Using this definition, images with Q effective > 2 are considered blurry, and those with Q effective < 1 are considered aliased. A G S D s e n s o r of 100 m is applied for thermal imagery of Landsat 8 and 9. Prior to averaging all of the measurements of a particular spatial metric for each band and each sensor, any measurements associated with aliased and blurry images were removed from the set (see Section 3). Motivated by multiple published works on Edge Method analyses that had found SNR Edge alone to be helpful, but not enough, for weeding out the low quality images, the temporal variation of all of the measured spatial metrics (edge slope, Edge Extent, half edge response, FWHM of LSF, and MTF shape parameters) were examined together with the trend of their associated Q and SNR Edge (early examples of these trends were presented in [21]). For brevity, Figure 3 only shows the edge slope trend with these tow factors per image in both B10 and B11 bands. There are clearly edges with a high SNR Edge that have yielded a low edge slope (i.e., less sharp edge,) and the Q factor of that edge categorized the image as blurry, which justifies the low edge slope. Enough such cases led us to look into a combination of SNR Edge > 50 and 1 < Q < 2 in our vetting process for qualified images to used for metric averaging (presented in Figures 8–10).

2.3. Uncertainties

A definition of the uncertainties of the monitored spatial metrics can differ between the responsible teams in charge of verification and validation of the mission requirements. But, conceptually, the main contributors to the observed uncertainties are largely agreed upon: (i) optical system mirrors and lenses introduce aberrations, diffractions, and distortions that affect the shape of the LSF and MTF; (ii) atmospheric turbulence, scattering, and absorption can also impact the sharpness and spatial response of the imaging system by affecting the edge profile and the derived LSF and MTF; (iii) uncertainties in the radiometric calibration process can propagate into the calibrated digital numbers (DN) in the final map and affect the derived parameters, including the edge slope and width; (iv) inherent errors from the processing algorithms for radiometric and geometric corrections and resampling steps also propagate into spatial response characteristics; and (v) the characteristics of the imaged scene, such as the presence of complex textures, high-frequency details, or areas with low contrast, can also influence the measured edge slope and width. Spectrally variable or complex scenes and, in the case of thermal images, scenes that include thermally variable/unstable areas, challenge accurate edge detection, and contribute to uncertainties in the LSF and MTF measurements.

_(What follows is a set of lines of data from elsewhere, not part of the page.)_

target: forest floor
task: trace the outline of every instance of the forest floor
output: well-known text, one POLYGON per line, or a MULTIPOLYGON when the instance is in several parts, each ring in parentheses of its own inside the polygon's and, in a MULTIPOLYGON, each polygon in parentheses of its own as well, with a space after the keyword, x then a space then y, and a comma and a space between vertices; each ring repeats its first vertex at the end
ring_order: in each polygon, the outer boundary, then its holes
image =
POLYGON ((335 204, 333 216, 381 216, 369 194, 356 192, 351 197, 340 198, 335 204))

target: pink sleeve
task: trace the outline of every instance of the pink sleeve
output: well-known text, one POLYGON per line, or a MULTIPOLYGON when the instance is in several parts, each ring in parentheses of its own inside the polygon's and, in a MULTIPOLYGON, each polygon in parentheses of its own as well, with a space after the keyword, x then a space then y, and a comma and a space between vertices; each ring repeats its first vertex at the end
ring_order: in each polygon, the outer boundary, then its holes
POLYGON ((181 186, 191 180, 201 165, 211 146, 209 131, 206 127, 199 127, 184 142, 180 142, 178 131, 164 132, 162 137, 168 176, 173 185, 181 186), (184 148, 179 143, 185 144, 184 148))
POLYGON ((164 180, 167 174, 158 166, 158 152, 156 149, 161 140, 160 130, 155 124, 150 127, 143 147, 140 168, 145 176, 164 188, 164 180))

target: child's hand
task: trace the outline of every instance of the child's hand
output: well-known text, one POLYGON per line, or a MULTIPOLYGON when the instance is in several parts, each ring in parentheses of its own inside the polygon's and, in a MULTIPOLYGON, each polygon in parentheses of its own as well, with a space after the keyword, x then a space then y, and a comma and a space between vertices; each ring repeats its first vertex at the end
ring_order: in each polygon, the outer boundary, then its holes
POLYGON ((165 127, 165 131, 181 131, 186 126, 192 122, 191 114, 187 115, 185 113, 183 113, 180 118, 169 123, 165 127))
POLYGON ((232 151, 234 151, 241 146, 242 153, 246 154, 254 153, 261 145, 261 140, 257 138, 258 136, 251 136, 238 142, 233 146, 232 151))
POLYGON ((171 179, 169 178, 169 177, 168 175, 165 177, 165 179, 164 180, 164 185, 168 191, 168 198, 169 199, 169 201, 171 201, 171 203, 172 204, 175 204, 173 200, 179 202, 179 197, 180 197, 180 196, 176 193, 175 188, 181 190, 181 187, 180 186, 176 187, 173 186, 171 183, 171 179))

In our approach adopted here, the metrics for each of the individual transects that pass through the edge (rows or columns) are calculated. The standard deviation of the calculated metrics from individual transects is reported as the uncertainty of the measured metric. The metric itself is calculated from the full stack of the aligned transects.

3. Results

Table 2 lists the average values of all of the measured metrics for each of the TIRS instruments, and for each scene in B10 and B11. After the metrics introduced in Section 2.2 were measured for each of the qualified images of each scene at each band, the trends of the metrics over the monitoring window (1 January 2022–1 January 2023) were assessed. Given that the two Landsat platforms are eight days out of phase, and to reduce observing condition differences between the two sensors, the closest acquisition dates for the qualified thermal images of a scene was chosen. The spatial metrics were measured on the same sections of the scenes, unless it was not possible due to existence of a patch of cloud in that particular spot, which prompted a few pixels to move to an adjacent section.

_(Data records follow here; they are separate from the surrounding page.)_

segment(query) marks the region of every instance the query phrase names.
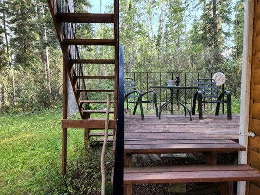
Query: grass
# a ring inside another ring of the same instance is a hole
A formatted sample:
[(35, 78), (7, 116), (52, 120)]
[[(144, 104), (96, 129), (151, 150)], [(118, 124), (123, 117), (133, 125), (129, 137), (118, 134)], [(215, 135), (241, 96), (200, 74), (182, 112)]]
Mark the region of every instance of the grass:
[[(0, 114), (0, 194), (48, 194), (61, 185), (61, 110)], [(81, 130), (68, 131), (69, 160), (83, 144)]]

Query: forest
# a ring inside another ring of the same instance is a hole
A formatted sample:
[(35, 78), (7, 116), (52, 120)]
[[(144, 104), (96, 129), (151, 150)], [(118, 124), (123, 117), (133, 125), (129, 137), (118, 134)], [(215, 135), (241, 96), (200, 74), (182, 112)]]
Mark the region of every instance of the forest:
[[(100, 8), (97, 13), (113, 11), (112, 0), (74, 2), (75, 12), (92, 13), (93, 3)], [(222, 72), (226, 87), (239, 98), (244, 9), (243, 0), (120, 0), (125, 71)], [(79, 38), (113, 36), (108, 24), (78, 24), (76, 29)], [(82, 58), (113, 55), (106, 47), (81, 49)], [(60, 104), (62, 53), (46, 1), (0, 0), (0, 51), (1, 110)], [(113, 71), (85, 68), (96, 75)]]

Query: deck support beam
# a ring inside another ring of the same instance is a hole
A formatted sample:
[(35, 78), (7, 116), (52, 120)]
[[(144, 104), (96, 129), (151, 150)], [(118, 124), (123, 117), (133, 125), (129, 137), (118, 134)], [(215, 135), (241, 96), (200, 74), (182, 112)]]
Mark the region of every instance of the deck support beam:
[[(65, 54), (63, 54), (62, 63), (62, 118), (67, 119), (68, 118), (68, 73), (67, 66), (67, 58)], [(62, 151), (61, 159), (61, 175), (66, 174), (67, 170), (67, 129), (62, 128)]]

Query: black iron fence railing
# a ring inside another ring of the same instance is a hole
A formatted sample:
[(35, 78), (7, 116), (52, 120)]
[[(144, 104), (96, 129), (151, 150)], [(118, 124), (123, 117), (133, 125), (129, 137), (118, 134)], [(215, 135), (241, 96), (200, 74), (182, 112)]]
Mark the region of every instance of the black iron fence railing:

Table 2. Average metric values over the determined time window and number of scenes (see Table 1 and Section 2.1 for utilized data, and Section 2.2 for the definitions of the metrics). The Port of Duqm in the OMAN scene (Figure 3) was chosen for its near-perfect orientation of two geometrically defined structures in the along- and across-track directions (∼ 6 ° (XT), ∼ 3 ° (AT)). The measurements for the geometrically defined structures in DQUM, which only participated in the final stage of performance assessment as a potential comparison for the upper level of MTF amplitudes, had the edge imperfection of the shorelines removed.

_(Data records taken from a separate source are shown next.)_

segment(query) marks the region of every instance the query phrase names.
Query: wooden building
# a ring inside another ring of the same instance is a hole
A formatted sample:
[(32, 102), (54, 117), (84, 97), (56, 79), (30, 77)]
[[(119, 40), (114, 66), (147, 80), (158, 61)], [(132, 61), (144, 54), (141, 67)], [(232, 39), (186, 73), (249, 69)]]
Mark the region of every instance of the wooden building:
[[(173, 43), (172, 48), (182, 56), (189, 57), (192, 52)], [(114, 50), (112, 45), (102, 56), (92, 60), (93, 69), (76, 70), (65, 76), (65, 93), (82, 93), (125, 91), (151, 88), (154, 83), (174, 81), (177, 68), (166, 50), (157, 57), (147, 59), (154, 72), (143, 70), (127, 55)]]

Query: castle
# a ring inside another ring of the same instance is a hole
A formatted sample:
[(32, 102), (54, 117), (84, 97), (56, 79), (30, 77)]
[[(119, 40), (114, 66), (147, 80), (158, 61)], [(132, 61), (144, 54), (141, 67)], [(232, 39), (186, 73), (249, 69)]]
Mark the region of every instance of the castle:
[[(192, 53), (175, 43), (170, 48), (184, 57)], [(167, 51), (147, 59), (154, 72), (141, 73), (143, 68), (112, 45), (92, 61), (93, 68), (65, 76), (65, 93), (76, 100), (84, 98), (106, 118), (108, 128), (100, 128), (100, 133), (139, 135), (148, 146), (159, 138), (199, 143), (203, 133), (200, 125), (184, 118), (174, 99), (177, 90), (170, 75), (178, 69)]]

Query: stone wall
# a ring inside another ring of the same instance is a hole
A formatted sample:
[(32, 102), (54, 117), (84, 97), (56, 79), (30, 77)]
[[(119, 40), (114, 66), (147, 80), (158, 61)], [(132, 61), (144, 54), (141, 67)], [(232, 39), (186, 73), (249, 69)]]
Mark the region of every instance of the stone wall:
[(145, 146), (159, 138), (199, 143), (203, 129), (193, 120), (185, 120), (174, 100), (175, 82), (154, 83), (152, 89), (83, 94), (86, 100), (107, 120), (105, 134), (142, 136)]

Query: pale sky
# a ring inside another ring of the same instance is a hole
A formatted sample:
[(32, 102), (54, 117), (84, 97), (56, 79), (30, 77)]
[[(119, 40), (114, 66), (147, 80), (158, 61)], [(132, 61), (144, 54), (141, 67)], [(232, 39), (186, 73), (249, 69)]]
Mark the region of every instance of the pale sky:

Table 2. Average metric values over the determined time window and number of scenes (see Table 1 and Section 2.1 for utilized data, and Section 2.2 for the definitions of the metrics). The Port of Duqm in the OMAN scene (Figure 3) was chosen for its near-perfect orientation of two geometrically defined structures in the along- and across-track directions (∼ 6 ° (XT), ∼ 3 ° (AT)). The measurements for the geometrically defined structures in DQUM, which only participated in the final stage of performance assessment as a potential comparison for the upper level of MTF amplitudes, had the edge imperfection of the shorelines removed.
SiteEdge Slope
[1/pixels]
Rel. Edge Res.
[pixels]
Half Edge Res.
[pixels]
FWHM LSF
[pixels]
MTF Nyq .
Landsat 9 TIRS
SAHA (B10) 0.608 ± 0.028 0.17 ± 0.013 8.616 ± 0.398 6.476 ± 0.159 0.098 ± 0.01
B11 0.669 ± 0.047 0.18 ± 0.018 8.472 ± 0.583 6.398 ± 0.280 0.112 ± 0.018
LIBY (B10) 0.604 ± 0.054 0.18 ± 0.013 7.985 ± 0.568 6.141 ± 0.208 0.138 ± 0.016
B11 0.612 ± 0.051 0.188 ± 0.015 7.788 ± 0.481 5.978 ± 0.147 0.153 ± 0.013
OMAN (B10) 0.721 ± 0.173 0.217 ± 0.047 7.222 ± 0.976 6.019 ± 0.401 0.171 ± 0.041
B11 0.671 ± 0.091 0.174 ± 0.034 8.50 ± 0.998 6.486 ± 0.538 0.123 ± 0.036
YEMN (B10) 0.664 ± 0.071 0.190 ± 0.031 7.648 ± 0.685 6.175 ± 0.293 0.146 ± 0.025
B11 0.624 ± 0.062 0.189 ± 0.029 7.756 ± 0.641 6.208 ± 0.277 0.140 ± 0.025
XT FWHM LSF XT MTF Nyq . AT FWHM LSF AT MTF Nyq .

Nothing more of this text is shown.